Bet I wouldn’t have to wear my ugly granny shoes, Helen thought. Or my pants with the pinpoint holes. Bet I wouldn’t have to wear anything at all.
She sighed and nearly threw the paper across the floor when she saw the display ad:
TWO DAYS TO YOUR DREAM JOB!!
Be there or be square. 10:00 a.m. till ????
Interviews start for Down & Dirty Discounts.
Jobs galore—$8 an hour or more at our new
Federal Highway store.
Maybe there was hope after all, she thought.
Margery’s day had been equally depressing. She’d been to see Peggy.
“She looks like death on toast,” Margery said. “The trial’s in three weeks. Her lawyer, Colby, is supposed to be the best, but for the life of me, I don’t know what she’s doing. She hired a private detective to help establish an alibi for Peggy. He came up with nothing.”
“What was Peggy doing after she left the barbecue?”

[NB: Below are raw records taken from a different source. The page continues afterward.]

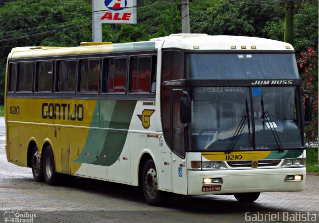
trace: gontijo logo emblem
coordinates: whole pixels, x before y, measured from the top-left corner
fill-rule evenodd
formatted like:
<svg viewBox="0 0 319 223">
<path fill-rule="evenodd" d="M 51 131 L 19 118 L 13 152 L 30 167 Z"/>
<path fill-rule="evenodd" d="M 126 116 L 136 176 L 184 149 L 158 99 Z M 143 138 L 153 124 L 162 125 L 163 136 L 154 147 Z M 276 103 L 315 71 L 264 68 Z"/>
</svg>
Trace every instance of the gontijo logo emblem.
<svg viewBox="0 0 319 223">
<path fill-rule="evenodd" d="M 126 0 L 105 0 L 104 4 L 109 9 L 118 11 L 126 7 L 128 2 Z"/>
</svg>

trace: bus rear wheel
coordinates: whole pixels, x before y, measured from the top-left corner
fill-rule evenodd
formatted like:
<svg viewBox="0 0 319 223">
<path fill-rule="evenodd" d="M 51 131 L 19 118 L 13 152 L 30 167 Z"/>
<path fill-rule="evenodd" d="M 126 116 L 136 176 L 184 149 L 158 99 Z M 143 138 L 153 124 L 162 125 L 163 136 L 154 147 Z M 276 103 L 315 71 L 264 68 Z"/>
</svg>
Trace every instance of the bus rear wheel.
<svg viewBox="0 0 319 223">
<path fill-rule="evenodd" d="M 35 181 L 38 182 L 43 182 L 43 172 L 42 165 L 41 162 L 41 158 L 38 150 L 38 147 L 34 146 L 33 147 L 31 157 L 31 168 L 33 178 Z"/>
<path fill-rule="evenodd" d="M 47 184 L 52 185 L 56 182 L 56 173 L 54 165 L 53 152 L 50 145 L 45 148 L 43 156 L 43 175 Z"/>
<path fill-rule="evenodd" d="M 242 193 L 235 194 L 234 196 L 239 202 L 254 202 L 258 199 L 260 192 Z"/>
<path fill-rule="evenodd" d="M 142 189 L 146 202 L 151 205 L 159 205 L 162 200 L 162 192 L 159 190 L 155 164 L 152 159 L 145 163 L 143 168 Z"/>
</svg>

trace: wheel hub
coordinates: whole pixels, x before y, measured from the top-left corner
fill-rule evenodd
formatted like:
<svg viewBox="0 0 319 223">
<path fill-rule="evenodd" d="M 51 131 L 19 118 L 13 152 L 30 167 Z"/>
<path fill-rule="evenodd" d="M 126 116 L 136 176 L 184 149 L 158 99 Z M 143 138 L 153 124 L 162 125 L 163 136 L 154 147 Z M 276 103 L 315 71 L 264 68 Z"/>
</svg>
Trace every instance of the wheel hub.
<svg viewBox="0 0 319 223">
<path fill-rule="evenodd" d="M 32 169 L 36 175 L 39 175 L 40 173 L 40 156 L 39 152 L 36 151 L 32 158 Z"/>
<path fill-rule="evenodd" d="M 51 155 L 48 154 L 45 157 L 45 172 L 46 175 L 50 178 L 52 173 L 52 165 L 51 159 Z"/>
<path fill-rule="evenodd" d="M 145 186 L 148 194 L 153 198 L 156 196 L 158 192 L 158 178 L 156 171 L 150 168 L 145 177 Z"/>
</svg>

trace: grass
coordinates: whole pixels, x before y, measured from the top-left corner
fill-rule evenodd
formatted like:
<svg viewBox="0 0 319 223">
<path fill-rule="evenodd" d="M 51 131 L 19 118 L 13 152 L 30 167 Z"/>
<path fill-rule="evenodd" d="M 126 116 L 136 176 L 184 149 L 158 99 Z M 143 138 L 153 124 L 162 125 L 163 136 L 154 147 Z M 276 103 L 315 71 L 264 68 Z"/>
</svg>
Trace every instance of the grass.
<svg viewBox="0 0 319 223">
<path fill-rule="evenodd" d="M 0 116 L 4 116 L 4 107 L 0 106 Z"/>
<path fill-rule="evenodd" d="M 308 148 L 307 150 L 306 167 L 307 172 L 315 172 L 319 174 L 318 164 L 318 148 Z"/>
</svg>

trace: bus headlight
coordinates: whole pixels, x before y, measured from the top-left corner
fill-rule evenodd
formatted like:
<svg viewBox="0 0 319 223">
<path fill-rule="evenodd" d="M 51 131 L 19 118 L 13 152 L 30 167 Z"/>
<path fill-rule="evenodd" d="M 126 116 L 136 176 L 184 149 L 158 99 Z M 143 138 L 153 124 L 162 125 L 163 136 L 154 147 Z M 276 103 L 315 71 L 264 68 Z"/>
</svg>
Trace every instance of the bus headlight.
<svg viewBox="0 0 319 223">
<path fill-rule="evenodd" d="M 287 159 L 284 160 L 283 167 L 298 167 L 305 166 L 306 159 Z"/>
<path fill-rule="evenodd" d="M 301 159 L 296 159 L 294 160 L 294 165 L 301 165 Z"/>
<path fill-rule="evenodd" d="M 196 170 L 209 170 L 225 169 L 227 167 L 223 161 L 191 161 L 190 169 Z"/>
</svg>

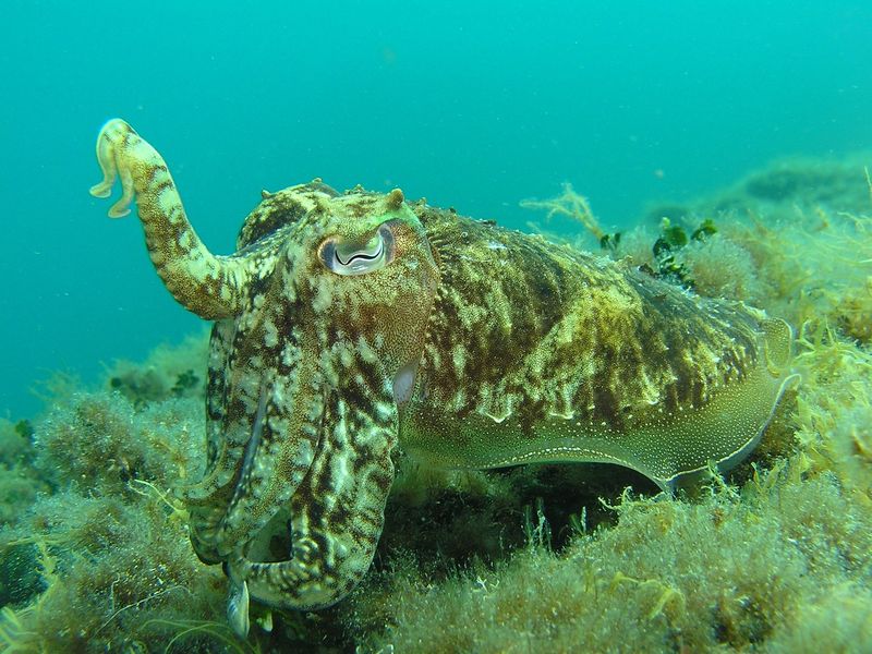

“She says she was driving around. But she didn’t buy gas—or anything else. No one saw her.”
They were in Margery’s big white Cadillac. The rain had stopped, and it was nearly nine at night. I-95 was a demented dodge-‘em game. Cars weaved in and out of traffic, or stomped on their brakes for no reason. Sometimes they did both at the same time.
“I remember reading an article in the 1980s that twenty percent of the people arrested for traffic violations on I-95 were on Quaaludes,” Margery said.
“It explains a lot of this driving,” Helen said.
“Not really,” Margery said. “I think ‘ludes are out. Who knows what they’re on now.”
The construction work started at the Palm Beach County line. The highway became a nightmare of lumpy patched asphalt and blinking barricades.
An SUV the size of an armored personnel carrier was tailgating the Cadillac. Helen could see its grille, like an evil grin, in the rearview mirror. When the SUV hit its high beams, urging Margery to get out of the way, the inside of the Caddy lit up.
“I hate when people do that,” she said, and slammed on her brakes. The SUV honked loudly, then pulled in front of Margery.
“Good,” she said, flipping on her high beams. “Let’s give this bird a taste of his own medicine.”
She tailgated and high-beamed the SUV all the way to Okeechobee Boulevard. Helen was relieved when Margery finally took that exit, even if it meant more torn-up roads in West Palm. About two blocks later, she was able to talk again.
“Can I ask a question?” she said.
“Go ahead.”
“What does Phil the invisible pothead do for a living?”
“I told you, he’s not invisible,” Margery said, sounding irritated. “I see him at least once a month when I collect the rent.”
“Well, I’ve never met the man and I’ve lived next to him almost a year. I just smell his burning weed. He’s supposed to be a Clapton fan, but I never hear a note from his apartment.”
“He’s a considerate Clapton fan.”
“Does he have a job?”
“Yes, it’s something with the government. Broward County, I think. Building division, variances and permissions.”
“No wonder he smokes so much dope. He must be crazy with boredom.”
“He’s got another five years and he can retire and do what he wants.”